For the differing aproaches of Ulric Bell and Clark Eichelberger see Divine (1967) SECOND CHANCE, 247 - 250. In his Senate Testimony (1945 HEARINGS 584- 589) Socialist Party leader Norman Thomas saw the UN Charter as enshrining "the dangerous myth of absolute national sovereignty" (584). "...we are dealing not with a beginning of federation but with an alliance of big powers" (588). Were force ever needed, he said, to maintain peace, then let it be in a framework along the lines suggested by Ely Culbertson. Contract Bridge expert Culbertson opposed ratification because of shortcomings in any collective security system based on national contingents. (See Russell's 1958 HISTORY 937; Divine (1967) SECOND CHANCE 307 on Culbertson's testimony, and Divine 324 on Clarence Streit's UNION NOW and its appeal for a union of democracies and on Culbertson's two books, SUMMARY OF THE WORLD FEDERATION PLAN and TOTAL PEACE. Divine also mentions Mortimer Adler's HOW TO THINK ABOUT WAR AND PEACE, which argued for an eventual world federation.
Cord Meyer, Jr., Delegate Harold Stassen's aide at San Francisco, argued in the September 1945 issue of ATLANTIC MONTHLY against extravagent claims for the United Nations. Only if the UN Charter were promptly amended to give that body "law-making and law-enforcing powers" could an arms race be avoided. [Meyer (1980) FACING REALITY; FROM WORLD FEDERALISM TO THE CIA: THE MEMOIRS OF CORD MEYER, 43f.]

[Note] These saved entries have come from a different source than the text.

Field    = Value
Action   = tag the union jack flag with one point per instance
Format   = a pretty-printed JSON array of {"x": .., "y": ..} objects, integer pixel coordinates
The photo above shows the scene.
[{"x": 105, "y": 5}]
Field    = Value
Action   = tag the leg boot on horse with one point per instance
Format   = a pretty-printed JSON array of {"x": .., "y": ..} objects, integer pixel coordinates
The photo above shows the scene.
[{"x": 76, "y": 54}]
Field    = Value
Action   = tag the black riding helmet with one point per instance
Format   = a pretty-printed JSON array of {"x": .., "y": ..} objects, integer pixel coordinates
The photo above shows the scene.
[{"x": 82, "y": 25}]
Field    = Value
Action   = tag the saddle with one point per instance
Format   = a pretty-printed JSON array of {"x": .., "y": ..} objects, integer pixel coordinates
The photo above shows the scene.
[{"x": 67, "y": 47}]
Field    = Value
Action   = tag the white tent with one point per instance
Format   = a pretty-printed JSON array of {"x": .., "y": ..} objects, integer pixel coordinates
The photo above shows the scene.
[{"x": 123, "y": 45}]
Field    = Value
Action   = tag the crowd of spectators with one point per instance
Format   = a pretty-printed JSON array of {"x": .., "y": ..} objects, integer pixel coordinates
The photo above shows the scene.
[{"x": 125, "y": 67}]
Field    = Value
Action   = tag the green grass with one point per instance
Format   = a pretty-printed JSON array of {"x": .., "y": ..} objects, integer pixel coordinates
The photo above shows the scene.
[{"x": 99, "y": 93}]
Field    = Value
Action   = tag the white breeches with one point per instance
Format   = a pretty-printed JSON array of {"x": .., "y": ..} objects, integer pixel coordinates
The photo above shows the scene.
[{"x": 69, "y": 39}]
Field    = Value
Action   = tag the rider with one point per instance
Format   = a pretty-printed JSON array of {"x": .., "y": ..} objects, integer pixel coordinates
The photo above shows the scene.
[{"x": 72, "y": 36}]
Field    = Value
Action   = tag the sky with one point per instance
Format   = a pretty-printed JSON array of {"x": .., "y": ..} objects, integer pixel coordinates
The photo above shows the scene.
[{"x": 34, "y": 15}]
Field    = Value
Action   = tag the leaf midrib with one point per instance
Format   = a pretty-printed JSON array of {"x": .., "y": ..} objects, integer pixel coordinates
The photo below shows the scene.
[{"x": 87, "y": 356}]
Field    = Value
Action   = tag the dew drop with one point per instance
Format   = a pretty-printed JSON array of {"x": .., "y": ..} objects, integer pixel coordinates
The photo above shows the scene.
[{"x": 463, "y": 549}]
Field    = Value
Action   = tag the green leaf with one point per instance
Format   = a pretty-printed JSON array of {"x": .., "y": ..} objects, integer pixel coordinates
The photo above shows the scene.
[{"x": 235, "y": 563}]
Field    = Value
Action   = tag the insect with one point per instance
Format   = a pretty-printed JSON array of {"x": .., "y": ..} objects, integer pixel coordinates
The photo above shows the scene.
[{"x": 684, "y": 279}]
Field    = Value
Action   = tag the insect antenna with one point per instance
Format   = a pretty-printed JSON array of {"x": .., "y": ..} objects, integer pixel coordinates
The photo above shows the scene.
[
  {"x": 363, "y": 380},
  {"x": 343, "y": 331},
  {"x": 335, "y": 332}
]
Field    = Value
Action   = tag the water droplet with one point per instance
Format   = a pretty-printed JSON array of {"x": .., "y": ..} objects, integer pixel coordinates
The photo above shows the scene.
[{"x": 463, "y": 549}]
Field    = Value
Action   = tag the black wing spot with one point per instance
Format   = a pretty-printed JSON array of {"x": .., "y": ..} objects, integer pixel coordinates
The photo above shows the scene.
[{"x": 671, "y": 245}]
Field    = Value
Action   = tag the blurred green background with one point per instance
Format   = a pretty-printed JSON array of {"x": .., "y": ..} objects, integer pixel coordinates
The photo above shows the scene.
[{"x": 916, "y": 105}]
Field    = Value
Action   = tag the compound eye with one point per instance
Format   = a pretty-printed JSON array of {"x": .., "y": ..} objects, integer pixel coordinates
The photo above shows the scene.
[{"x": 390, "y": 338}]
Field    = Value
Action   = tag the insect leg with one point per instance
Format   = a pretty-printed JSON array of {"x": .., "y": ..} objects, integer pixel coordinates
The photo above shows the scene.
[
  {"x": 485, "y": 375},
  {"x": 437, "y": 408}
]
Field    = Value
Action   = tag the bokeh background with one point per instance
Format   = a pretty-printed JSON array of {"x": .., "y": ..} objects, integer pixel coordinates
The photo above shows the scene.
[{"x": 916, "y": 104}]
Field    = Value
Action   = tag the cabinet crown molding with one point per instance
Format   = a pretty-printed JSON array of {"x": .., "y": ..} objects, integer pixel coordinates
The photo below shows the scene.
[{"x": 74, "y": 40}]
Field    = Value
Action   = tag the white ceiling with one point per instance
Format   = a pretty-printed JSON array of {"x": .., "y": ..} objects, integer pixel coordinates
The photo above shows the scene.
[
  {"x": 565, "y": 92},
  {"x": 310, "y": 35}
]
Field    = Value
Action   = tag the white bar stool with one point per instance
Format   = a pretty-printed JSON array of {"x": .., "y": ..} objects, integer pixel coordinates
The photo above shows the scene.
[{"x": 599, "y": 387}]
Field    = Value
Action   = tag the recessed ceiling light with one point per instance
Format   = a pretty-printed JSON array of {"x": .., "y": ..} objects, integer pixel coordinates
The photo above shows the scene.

The ATLANTIC article eventually led to a meeting in February 1947 of various world federalist groups in Asheville, North Carolina. They merged into United World Federalists (UWF) and lobbied Congress for a more federalist United Nations (Meyer, FACING REALITY, 43f). In PEACE OR ANARCHY, published in October 1947 Cord Meyer, Jr., reviewed at length UN weaknesses and made the case for true federalism or "world government." Alan Cranston would later succeed Meyer as president of UWF.